For the general case, we switch our point of view a little bit, let $Y_{k}$ be the number of new intersection points of the $k$-th line with the first $k-1$ lines. For example, $Y_{2}$ is a random variable with probability $\frac{2}{3}$ taking value $0$, and with probability $\frac{1}{3}$ taking value $1$. The idea is that number of new parts created by adding the $k$-th line $=$ $Y_{k}+1$, let $Y_{k,j}$ be the number of intersection point between the $k$-th line and the $j$-th line, up to a zero measure subset, we have 
$$Y_{k}=Y_{k,1}+\dots+Y_{k,k-1}$$
Though $Y_{k,j}$ are **not** independent to each other, by linearity of expectation, we have
$$E[Y_{k}]=E[Y_{k,1}]+\dots+E[Y_{k, k-1}]=\frac{k-1}{3}$$
Thus 
$$E[\text{number of parts with $n$ lines}]=(E[Y_{n}]+1)+\dots+ E[Y_{3}]+\frac{10}{3}=\frac{(n+2)(n+3)}{6}$$

# Packet network
For each position $i\geq6$ in the
original string, define $X_{i}$ as a random variable whose value is $1$ if an insertion occurs
after the $i$-th data bit. The total number of insertions is then just the sum of $X_{i}$ from $i=6$ to
$n$ inclusive. Since $E[X] = 2^{-6}$, the expected number of insertions is $(n-5)2^{-6}$. Note that
the positions in which the insertions occur are highly dependent, and the problem would be quite difficult if one didn't use the linearity of expectation to avoid worrying about the dependence.

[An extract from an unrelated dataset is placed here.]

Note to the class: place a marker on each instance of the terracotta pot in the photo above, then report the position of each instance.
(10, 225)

# Card game (Xinfeng Zhou, Page 95). 

Sometimes, we need to come up with "clever" random variables to count things correctly. 

# Coupon collections (Xinfeng Zhou, Page 97). 

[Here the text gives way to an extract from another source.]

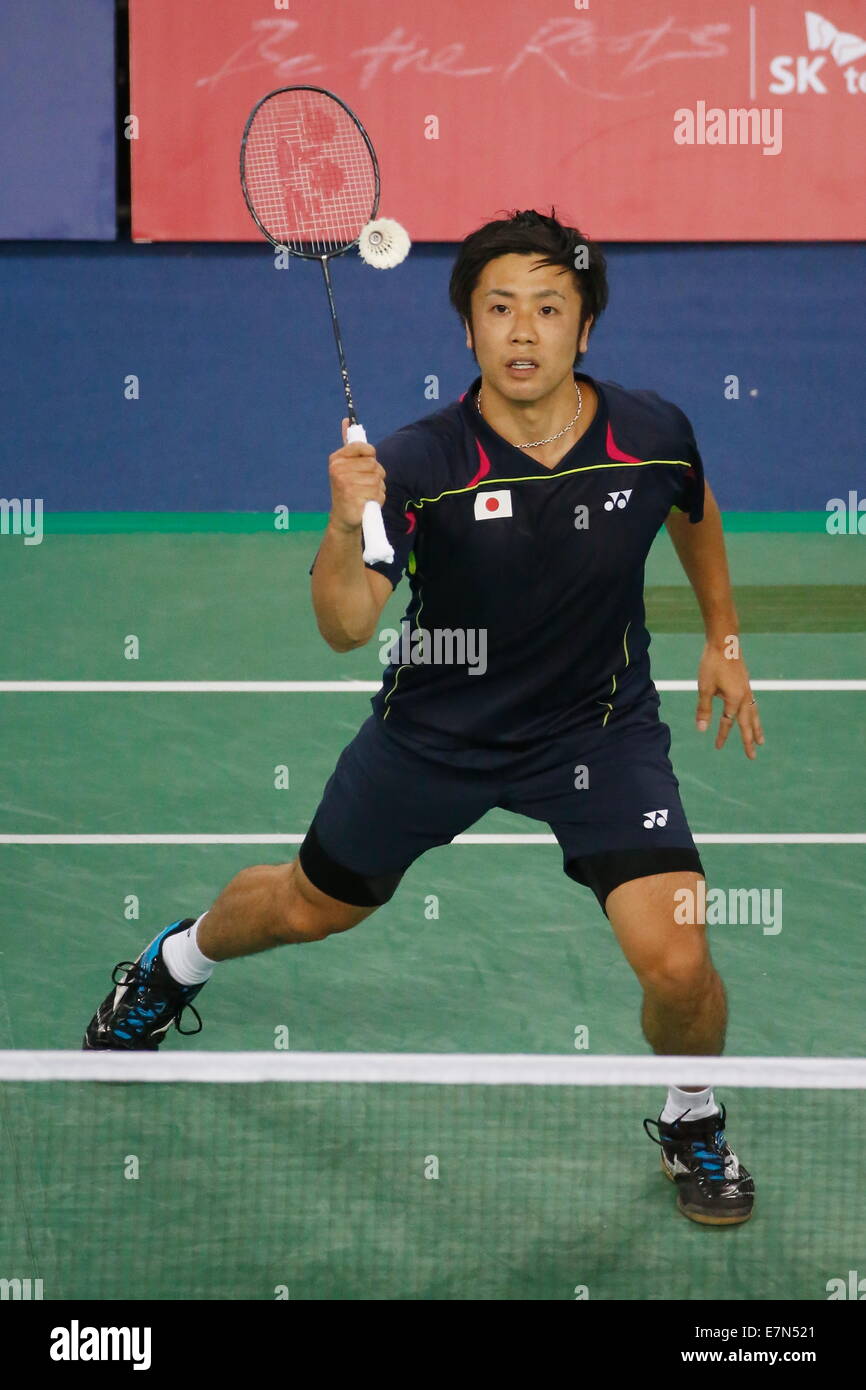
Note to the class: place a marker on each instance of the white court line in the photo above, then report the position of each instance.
(434, 1068)
(460, 840)
(323, 687)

# Code: Compute derivatives of Fourier transform of convolutions of distributions with Wolfram Language/Mathematica


# Remarks

Some interesting questions:

- What if the target of random variables $\{X_{1}, \dots, X_{n}\}$ are not linear? For example, $X_{i}$ takes values in $S^{1}$?
- What if the target is not even abelian? 
- What if the random variables are given by distributions on a non-trivial bundle, so that the target is very non-linear and topologically non-trivial?